But what isn't debatable is the fact that BGP is a security nightmare, and there's really no reason for internet routing to be so vulnerable. It's amazingly simple to divert traffic using BGP, and it has been so for years - https://www.youtube.com/watch?v=S0BM6aB90n8.
>"From time to time, I run across (yet another) article about why Border Gateway Protocol (BGP) is so bad, and how it needs to be replaced. This one, for instance, is a recent example."
Yet if you read that linked article this author references in the last sentence, that article does not suggest replacing BGP at all. That referenced post even states:
>"How do we fix this? Well, aside from making sure that anyone touching BGP knows exactly what they’re doing? Not much."

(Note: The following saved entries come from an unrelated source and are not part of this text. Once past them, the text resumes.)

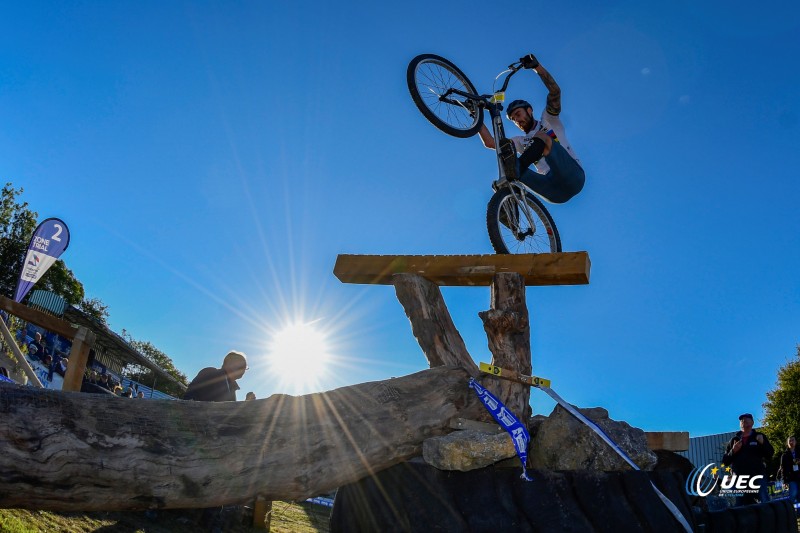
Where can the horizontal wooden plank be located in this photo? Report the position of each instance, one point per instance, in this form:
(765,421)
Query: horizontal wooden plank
(566,268)
(48,322)
(674,441)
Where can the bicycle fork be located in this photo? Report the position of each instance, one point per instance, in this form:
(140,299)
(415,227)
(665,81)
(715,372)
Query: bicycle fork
(521,205)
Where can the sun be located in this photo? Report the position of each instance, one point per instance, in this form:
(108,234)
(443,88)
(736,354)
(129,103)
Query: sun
(300,355)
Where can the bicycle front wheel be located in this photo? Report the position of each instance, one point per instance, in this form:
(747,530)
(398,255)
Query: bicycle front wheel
(429,78)
(520,228)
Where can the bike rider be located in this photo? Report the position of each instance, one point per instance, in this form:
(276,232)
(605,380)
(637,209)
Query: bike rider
(557,174)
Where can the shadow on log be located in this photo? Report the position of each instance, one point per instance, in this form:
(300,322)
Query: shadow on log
(84,452)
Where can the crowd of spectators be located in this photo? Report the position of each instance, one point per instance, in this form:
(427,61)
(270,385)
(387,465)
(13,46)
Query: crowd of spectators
(108,382)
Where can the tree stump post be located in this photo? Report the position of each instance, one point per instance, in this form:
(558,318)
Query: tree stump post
(508,330)
(431,323)
(262,513)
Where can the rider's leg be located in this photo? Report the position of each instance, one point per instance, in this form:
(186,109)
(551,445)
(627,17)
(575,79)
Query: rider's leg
(569,173)
(564,179)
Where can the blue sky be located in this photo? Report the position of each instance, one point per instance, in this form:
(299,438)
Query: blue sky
(212,159)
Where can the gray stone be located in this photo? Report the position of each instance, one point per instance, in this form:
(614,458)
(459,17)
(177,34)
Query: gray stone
(467,450)
(562,442)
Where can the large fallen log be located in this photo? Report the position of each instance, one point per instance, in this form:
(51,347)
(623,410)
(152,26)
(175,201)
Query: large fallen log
(72,451)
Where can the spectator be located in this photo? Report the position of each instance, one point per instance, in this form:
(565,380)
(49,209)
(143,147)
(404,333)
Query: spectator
(218,384)
(61,367)
(104,382)
(35,348)
(746,453)
(790,468)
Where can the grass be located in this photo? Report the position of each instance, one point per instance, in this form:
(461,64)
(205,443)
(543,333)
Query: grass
(287,517)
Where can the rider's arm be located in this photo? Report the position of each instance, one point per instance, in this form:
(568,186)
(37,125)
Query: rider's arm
(554,91)
(486,137)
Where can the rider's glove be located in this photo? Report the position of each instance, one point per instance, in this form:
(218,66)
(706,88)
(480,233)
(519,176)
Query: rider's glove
(529,61)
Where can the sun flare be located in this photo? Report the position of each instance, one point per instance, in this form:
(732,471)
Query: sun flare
(299,353)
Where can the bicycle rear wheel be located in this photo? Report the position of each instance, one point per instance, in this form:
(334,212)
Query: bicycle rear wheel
(429,77)
(511,231)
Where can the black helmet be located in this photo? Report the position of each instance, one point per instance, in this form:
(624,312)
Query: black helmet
(516,104)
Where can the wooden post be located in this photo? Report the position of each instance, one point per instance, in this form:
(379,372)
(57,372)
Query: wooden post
(262,513)
(78,355)
(508,330)
(431,323)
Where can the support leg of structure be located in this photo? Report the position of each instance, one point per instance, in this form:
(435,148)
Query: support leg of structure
(431,323)
(508,330)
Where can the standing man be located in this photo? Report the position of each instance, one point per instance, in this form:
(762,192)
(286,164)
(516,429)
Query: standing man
(218,384)
(746,453)
(557,175)
(790,468)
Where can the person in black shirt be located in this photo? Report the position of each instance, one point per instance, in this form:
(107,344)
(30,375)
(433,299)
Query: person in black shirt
(790,468)
(218,384)
(745,454)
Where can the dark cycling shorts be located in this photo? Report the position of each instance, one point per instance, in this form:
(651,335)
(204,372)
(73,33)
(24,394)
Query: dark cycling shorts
(564,180)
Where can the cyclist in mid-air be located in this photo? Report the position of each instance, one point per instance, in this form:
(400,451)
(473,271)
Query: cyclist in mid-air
(557,174)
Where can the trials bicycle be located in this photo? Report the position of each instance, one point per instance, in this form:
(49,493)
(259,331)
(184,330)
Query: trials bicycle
(516,219)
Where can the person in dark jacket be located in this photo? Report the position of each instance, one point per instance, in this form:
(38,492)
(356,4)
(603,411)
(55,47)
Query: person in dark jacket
(218,384)
(790,468)
(745,454)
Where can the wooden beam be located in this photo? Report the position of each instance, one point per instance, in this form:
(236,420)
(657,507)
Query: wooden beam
(48,322)
(568,268)
(82,452)
(674,441)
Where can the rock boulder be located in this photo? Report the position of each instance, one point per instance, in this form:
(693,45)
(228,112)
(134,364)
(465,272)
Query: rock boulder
(562,442)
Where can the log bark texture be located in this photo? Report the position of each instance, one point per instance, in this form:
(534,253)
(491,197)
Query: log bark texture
(83,452)
(431,323)
(508,330)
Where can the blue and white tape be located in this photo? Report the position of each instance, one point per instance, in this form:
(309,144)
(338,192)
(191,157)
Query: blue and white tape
(519,434)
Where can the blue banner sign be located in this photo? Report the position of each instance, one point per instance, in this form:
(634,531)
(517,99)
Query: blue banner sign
(49,241)
(507,420)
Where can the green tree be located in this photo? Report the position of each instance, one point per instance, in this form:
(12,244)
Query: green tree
(17,223)
(95,308)
(156,356)
(782,408)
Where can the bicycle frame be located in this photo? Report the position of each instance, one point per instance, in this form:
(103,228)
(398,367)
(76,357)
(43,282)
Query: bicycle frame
(493,103)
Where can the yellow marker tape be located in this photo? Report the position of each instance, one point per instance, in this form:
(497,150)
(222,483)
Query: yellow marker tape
(533,381)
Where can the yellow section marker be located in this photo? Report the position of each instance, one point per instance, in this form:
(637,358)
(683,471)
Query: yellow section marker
(513,375)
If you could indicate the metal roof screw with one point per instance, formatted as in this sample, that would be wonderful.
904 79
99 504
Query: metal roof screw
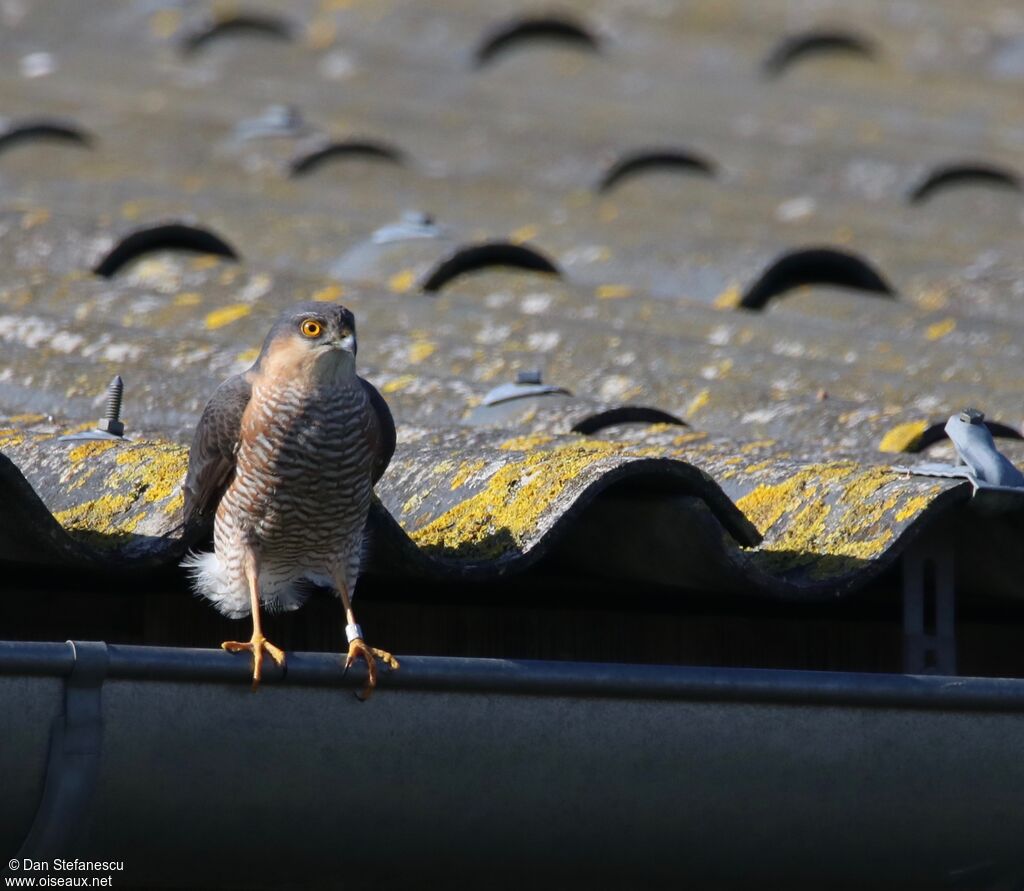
529 377
111 422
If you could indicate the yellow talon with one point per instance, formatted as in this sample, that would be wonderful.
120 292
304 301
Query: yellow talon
256 646
356 649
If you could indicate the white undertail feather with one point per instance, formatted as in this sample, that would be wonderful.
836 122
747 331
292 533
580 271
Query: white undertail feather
281 589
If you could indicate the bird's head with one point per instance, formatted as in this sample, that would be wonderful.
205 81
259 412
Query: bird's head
311 338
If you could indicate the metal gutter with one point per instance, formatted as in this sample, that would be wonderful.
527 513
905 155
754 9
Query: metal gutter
530 677
477 770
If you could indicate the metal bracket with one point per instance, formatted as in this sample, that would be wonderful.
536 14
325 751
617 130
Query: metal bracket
73 763
977 458
929 611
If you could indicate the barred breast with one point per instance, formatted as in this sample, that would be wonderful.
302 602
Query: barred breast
302 485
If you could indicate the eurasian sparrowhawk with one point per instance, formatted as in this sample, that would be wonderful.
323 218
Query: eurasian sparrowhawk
285 457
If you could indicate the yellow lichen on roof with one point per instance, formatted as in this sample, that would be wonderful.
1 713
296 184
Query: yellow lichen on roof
830 516
508 510
902 437
100 520
226 314
157 469
142 474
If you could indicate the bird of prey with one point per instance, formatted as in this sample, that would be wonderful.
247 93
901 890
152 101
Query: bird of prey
285 459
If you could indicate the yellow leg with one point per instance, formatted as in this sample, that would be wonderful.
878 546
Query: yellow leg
357 647
258 643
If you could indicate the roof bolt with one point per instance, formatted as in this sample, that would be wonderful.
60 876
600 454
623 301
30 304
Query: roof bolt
529 377
111 422
418 217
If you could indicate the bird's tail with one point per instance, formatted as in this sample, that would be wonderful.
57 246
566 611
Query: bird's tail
211 580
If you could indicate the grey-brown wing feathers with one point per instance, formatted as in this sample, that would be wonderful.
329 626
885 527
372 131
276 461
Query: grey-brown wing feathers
211 460
384 433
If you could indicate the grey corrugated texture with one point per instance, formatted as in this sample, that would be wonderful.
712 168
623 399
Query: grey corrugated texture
795 411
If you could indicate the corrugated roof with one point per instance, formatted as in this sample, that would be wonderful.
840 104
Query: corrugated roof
797 231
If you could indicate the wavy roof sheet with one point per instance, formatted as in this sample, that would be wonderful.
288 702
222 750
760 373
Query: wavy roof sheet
799 235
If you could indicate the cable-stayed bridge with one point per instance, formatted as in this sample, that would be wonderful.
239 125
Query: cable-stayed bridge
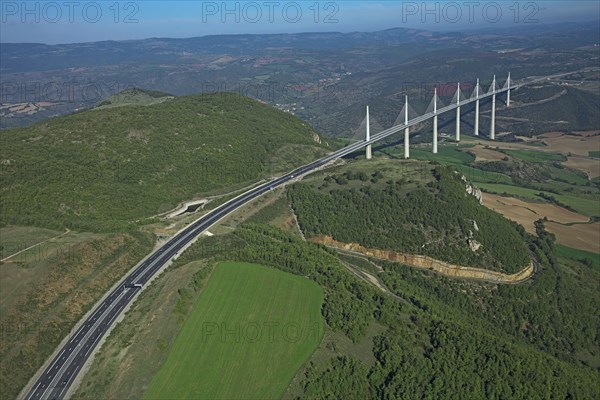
56 376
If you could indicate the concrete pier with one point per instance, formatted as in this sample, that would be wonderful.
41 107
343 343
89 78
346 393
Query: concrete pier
406 131
458 112
493 122
435 121
368 149
477 109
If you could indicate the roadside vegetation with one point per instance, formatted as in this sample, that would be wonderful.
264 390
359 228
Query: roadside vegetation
438 219
46 290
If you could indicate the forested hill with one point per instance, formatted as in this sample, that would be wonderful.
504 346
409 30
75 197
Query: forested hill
432 216
103 168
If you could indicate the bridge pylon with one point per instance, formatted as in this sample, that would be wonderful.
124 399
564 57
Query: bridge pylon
368 153
458 112
508 91
434 120
493 122
406 130
476 129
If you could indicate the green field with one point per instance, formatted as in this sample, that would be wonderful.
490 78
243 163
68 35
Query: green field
248 334
580 255
585 206
535 156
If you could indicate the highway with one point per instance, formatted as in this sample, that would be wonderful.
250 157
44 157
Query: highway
54 381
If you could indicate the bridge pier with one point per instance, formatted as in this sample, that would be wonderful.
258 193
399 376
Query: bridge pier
406 131
493 123
435 121
508 91
368 134
458 113
477 108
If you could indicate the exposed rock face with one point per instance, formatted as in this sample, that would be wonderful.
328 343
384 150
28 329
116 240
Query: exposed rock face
472 190
429 263
474 245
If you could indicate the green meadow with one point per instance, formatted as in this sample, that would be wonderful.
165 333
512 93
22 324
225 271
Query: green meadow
248 334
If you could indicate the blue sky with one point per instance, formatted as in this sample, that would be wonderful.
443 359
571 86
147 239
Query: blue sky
83 21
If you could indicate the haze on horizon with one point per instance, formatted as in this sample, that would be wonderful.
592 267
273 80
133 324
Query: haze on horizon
57 22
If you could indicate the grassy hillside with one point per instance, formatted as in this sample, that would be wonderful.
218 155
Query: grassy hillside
429 213
101 169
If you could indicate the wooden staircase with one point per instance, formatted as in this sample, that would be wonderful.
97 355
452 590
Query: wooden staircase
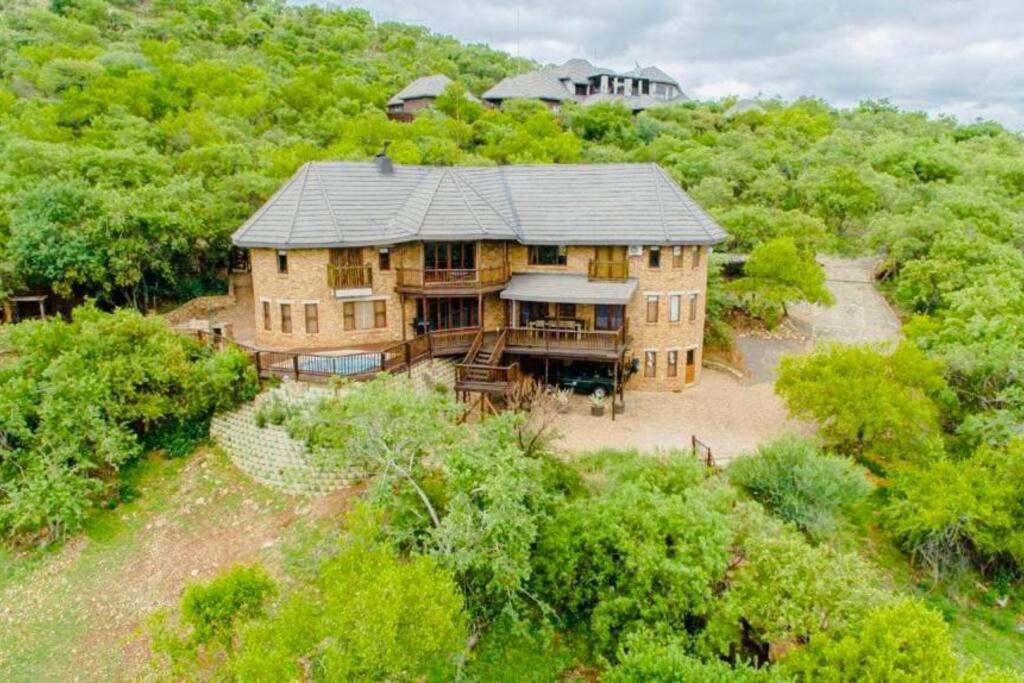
481 370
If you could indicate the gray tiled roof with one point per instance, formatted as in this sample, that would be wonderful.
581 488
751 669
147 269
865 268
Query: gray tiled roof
531 85
567 288
651 74
337 204
633 102
578 71
427 86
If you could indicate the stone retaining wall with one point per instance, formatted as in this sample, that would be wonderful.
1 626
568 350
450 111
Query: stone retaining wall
272 458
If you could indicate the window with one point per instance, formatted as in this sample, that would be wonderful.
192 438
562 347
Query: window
675 304
312 318
364 314
607 316
286 317
548 255
652 307
650 364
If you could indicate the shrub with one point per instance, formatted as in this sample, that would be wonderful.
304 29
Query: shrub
80 399
883 408
901 641
632 557
954 512
783 592
801 484
213 609
645 658
370 615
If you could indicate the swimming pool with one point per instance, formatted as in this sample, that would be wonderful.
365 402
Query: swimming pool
354 364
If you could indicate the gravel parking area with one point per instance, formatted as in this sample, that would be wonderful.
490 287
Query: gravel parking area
733 416
729 416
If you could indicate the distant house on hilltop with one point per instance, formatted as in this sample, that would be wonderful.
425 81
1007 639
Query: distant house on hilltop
579 80
421 92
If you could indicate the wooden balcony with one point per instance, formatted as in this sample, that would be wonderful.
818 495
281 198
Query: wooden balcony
452 282
488 379
613 270
340 278
598 344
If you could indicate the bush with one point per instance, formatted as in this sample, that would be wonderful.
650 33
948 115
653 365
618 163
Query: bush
955 512
902 641
645 658
370 615
80 399
880 407
783 592
801 484
213 609
633 557
210 615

And then the referenced article goes on to mention RPKI and the MANRS frameworks which are not routing protocols nor are they meant to replace BGP.
Operator and designer mistakes happen, the goals should be to make simple systems easy to build. Complex networks will need thoughtful solutions, and better designs will have fewer operator interventions.
I could be petty and pick apart the article for mistakes, but I agree with the gist- If you compose your needs and environment and use the right design you might not hate the protocol(s) you end up with?
We wouldn't need BGP at all if they hadn't ditched flow routing from IPv6 before it even became a proper draft, and if IP in general wouldn't assume we still use thicknet everywhere.
costs, costs, costs. As your IP service becomes commoditized fewer, not more, engineers make bigger changes.
Interestingly, expert systems reduce, not improve, the quality of the operating engineers: http://journals.sagepub.com/doi/full/10.1177/000183921775169...
Mostly this makes no sense because the things BGP cares about are orthogonal to mere IPv4 or IPv6 addressing.
But if there is a difference, IPv6 means less prefixes are needed for any given provider, since the IPv6 prefixes are huge and unfragmented, we can usually give a provider enough address space in their initial allocation to last them forever, and if they exceptionally out-grow it, the larger space is available, whereas with IPv4 there's no chance anybody can give you a /16 even if you warrant one.
Oh yeah, nothing makes a mess of your network like someone coming in and saying "we need to remove these IPs from the middle of our advertised blocks for security reasons".
I think we're going to see less of this due to IPv6's design, renumbering is less of a pain than it was with IPv4 so instead of splitting off a route in the middle of your address space and bloating the BGP table you can just move to a different subnet entirely.
Network Operators dislike buying new hardware. As the policies matriculate through tiers of providers, raw numbers of announced prefixes becomes a sticking point.
If we sat down and started designing a routing protocol to handle the advertisement of routing tables on the internet, would we come up with BGP again? Would the new protocol potentially offer up fixes for some of the most common and obvious problems with BGP? Then there’s potential for improvement.
The network industry resists and slows the horribly needed disruption in several key areas through the dogmatic defense of the status quo that we typically hear from its constituents.
This is why so many of us pray for SDN. It’s the only way to wrest control of networking away from those who typically have dogmatic vendor based training rather than a “network science and theory” education that leads to innovation.